Our minds have two tracks, when it comes to physical motion

When a ball comes out of a curved tube, which path will it take?

Research Gate
Source: Research Gate

People tend to think that a ball coming out of a curved tube will continue in a curve. That is, if you ask them, more people will choose the dotted line than the solid one.

This is contrary to actual physics, though. A ball coming out of such a tube will actually go in a straight line.

But there were some studies to suggest that even though people believe certain things about the world, when they act in the world, they don't actually use those beliefs. My former student Jay Jennings and I wanted to see if this were true in this case.

Jay was my undergraduate honours student, and this experiment was his thesis. (At the time of this writing he has his master's and is in progress for his Ph.D. in Cognitive Science.) He built an apparatus that would allow a ball to roll out of a curved tube (this was no small feat--he had many trips to the hardware store!)

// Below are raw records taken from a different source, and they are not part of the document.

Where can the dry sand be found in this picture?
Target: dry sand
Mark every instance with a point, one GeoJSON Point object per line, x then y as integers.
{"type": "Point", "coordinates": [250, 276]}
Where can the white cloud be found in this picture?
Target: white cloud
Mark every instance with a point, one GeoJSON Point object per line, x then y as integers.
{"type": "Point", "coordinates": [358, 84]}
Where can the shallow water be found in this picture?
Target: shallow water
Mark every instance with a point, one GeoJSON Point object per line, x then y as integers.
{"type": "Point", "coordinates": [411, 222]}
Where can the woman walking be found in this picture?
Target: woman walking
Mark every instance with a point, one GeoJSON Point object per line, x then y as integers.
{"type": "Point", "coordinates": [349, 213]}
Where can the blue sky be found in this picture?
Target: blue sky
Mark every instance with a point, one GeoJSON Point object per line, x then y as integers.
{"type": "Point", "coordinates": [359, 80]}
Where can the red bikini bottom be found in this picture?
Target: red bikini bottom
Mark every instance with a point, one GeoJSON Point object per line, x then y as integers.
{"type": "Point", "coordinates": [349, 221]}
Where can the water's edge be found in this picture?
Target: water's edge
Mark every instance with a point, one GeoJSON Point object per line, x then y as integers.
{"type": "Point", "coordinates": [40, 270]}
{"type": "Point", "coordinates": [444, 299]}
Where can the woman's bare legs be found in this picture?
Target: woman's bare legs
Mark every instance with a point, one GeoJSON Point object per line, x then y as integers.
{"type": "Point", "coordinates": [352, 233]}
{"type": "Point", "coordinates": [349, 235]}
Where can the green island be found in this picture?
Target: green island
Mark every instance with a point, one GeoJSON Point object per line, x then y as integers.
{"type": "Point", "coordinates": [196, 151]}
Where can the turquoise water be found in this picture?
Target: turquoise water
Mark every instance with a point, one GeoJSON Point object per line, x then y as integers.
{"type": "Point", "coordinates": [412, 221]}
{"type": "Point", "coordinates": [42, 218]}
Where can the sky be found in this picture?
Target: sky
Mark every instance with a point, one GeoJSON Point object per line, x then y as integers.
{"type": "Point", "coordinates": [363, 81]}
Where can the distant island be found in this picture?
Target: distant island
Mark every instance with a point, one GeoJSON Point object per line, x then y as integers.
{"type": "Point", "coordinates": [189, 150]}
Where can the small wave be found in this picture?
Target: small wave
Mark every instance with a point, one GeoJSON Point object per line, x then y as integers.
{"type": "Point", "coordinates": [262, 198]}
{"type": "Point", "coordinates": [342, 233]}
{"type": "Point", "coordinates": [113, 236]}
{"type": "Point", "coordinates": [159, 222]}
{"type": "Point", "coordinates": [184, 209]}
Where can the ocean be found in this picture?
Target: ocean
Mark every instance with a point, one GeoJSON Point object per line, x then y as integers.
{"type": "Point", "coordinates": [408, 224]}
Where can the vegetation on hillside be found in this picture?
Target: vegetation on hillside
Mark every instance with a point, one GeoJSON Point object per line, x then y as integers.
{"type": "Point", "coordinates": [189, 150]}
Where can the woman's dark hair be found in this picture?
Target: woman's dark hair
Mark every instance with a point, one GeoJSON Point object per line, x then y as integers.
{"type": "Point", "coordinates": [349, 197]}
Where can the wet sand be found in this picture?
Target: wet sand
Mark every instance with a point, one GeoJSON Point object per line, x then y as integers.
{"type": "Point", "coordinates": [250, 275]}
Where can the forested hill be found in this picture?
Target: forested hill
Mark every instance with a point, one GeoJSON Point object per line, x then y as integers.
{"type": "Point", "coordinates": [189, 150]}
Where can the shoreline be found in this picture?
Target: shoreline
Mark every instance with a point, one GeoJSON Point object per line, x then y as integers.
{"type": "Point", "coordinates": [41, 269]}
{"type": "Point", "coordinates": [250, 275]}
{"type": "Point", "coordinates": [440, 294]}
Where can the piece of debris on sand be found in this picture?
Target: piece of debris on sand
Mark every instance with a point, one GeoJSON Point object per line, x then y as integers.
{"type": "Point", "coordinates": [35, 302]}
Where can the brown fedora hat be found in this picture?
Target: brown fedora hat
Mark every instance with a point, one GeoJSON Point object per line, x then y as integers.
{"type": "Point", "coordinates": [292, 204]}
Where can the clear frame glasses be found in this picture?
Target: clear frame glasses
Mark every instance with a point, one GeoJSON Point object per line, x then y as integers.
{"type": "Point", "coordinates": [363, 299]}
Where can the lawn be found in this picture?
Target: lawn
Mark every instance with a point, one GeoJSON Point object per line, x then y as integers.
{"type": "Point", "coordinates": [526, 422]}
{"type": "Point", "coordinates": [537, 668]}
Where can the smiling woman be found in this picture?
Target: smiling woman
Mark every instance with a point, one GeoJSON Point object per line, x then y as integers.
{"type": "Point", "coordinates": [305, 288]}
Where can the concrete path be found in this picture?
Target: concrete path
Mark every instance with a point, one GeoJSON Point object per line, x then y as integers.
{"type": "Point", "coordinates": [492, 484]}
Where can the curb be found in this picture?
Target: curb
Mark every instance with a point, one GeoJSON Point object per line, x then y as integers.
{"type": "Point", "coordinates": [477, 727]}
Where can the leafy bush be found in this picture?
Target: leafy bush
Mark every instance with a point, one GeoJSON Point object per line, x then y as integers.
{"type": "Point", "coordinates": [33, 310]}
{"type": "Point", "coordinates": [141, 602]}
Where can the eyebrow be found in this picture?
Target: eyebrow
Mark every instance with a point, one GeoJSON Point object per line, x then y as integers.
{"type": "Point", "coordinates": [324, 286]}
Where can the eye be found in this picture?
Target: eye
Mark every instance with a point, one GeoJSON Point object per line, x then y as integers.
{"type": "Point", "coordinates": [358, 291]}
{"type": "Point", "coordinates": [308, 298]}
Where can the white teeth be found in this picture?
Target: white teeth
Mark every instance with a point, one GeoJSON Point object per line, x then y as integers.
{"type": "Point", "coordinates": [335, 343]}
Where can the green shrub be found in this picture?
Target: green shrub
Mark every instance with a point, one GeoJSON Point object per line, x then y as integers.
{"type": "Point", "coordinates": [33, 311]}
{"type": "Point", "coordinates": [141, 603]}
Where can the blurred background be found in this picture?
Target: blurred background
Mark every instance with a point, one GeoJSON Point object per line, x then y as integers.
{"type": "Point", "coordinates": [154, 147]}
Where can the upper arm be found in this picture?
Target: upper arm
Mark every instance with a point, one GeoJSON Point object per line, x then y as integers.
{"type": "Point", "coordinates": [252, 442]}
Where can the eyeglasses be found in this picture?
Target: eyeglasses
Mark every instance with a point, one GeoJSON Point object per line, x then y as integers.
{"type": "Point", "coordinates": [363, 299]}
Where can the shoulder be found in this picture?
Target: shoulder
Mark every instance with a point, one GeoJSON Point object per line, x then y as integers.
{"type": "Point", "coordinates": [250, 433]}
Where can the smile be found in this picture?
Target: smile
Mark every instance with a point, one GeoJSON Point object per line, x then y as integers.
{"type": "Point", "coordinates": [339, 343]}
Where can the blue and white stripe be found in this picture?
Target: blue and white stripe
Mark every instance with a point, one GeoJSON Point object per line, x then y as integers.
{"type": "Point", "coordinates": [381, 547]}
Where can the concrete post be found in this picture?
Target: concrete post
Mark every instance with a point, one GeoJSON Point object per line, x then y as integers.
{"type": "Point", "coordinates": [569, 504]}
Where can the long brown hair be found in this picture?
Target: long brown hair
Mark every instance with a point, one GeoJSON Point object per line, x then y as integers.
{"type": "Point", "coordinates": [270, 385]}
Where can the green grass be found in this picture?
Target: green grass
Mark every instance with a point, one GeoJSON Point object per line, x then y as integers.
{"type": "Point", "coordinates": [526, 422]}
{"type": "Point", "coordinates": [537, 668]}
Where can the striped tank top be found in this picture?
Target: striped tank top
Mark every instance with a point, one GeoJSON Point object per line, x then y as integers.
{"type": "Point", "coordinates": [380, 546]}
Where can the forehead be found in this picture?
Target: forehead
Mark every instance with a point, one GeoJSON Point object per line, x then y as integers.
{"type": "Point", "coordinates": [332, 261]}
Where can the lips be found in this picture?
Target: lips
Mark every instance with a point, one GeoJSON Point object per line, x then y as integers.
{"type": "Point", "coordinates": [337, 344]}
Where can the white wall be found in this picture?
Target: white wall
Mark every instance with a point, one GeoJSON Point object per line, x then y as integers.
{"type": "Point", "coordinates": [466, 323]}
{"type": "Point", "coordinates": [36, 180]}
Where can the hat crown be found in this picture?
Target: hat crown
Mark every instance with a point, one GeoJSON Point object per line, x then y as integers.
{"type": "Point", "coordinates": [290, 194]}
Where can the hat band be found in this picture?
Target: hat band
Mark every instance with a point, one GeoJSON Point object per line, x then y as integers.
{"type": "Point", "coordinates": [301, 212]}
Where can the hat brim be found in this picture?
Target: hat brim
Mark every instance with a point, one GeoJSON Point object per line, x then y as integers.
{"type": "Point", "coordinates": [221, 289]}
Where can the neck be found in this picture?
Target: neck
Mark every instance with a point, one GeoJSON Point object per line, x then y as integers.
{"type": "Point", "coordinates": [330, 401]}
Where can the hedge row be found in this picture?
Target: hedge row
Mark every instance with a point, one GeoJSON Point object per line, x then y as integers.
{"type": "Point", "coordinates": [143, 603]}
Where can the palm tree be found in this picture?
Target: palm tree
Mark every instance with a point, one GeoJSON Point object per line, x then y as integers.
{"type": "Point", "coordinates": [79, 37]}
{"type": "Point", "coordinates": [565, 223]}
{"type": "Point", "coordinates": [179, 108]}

He asked one group of people to predict where the ball would go. This replicated earlier findings, in that people often got it wrong. They thought the ball would continue to curve.

But he asked another group of people not to say where they thought it would go, but instead to actually reach out and catch the ball when it emerged. He had them hold their hand still until the last moment, so they would not be able to track the ball as it moved.

As predicted, people did just fine on this task. They reached for where the ball would be, rather than where they would have told you it would have been!

What does that mean? Well, the motor system has its own "understanding" of physics that our conscious minds do not have access to. The ideas we have about how physics works are theories in our minds. But the motor system has it's own system to make predictions and process them to guide our bodies.

We presented this work at the Cognitive Science conference in London in the Summer of 2017. You can read the paper by clicking the link below.


Jennings, J. & Davies, J. (2017). The motor system does not use a curvilinear belief: Folk physics and embodied cognition. In G. Gunzelmann, A. Howes, T. Tenbrink, & E. J. Davelaar (Eds.),Proceedings of the 39th Annual Conference of the Cognitive Science Society (pp. 2296—2301). Austin, TX: Cognitive Science Society.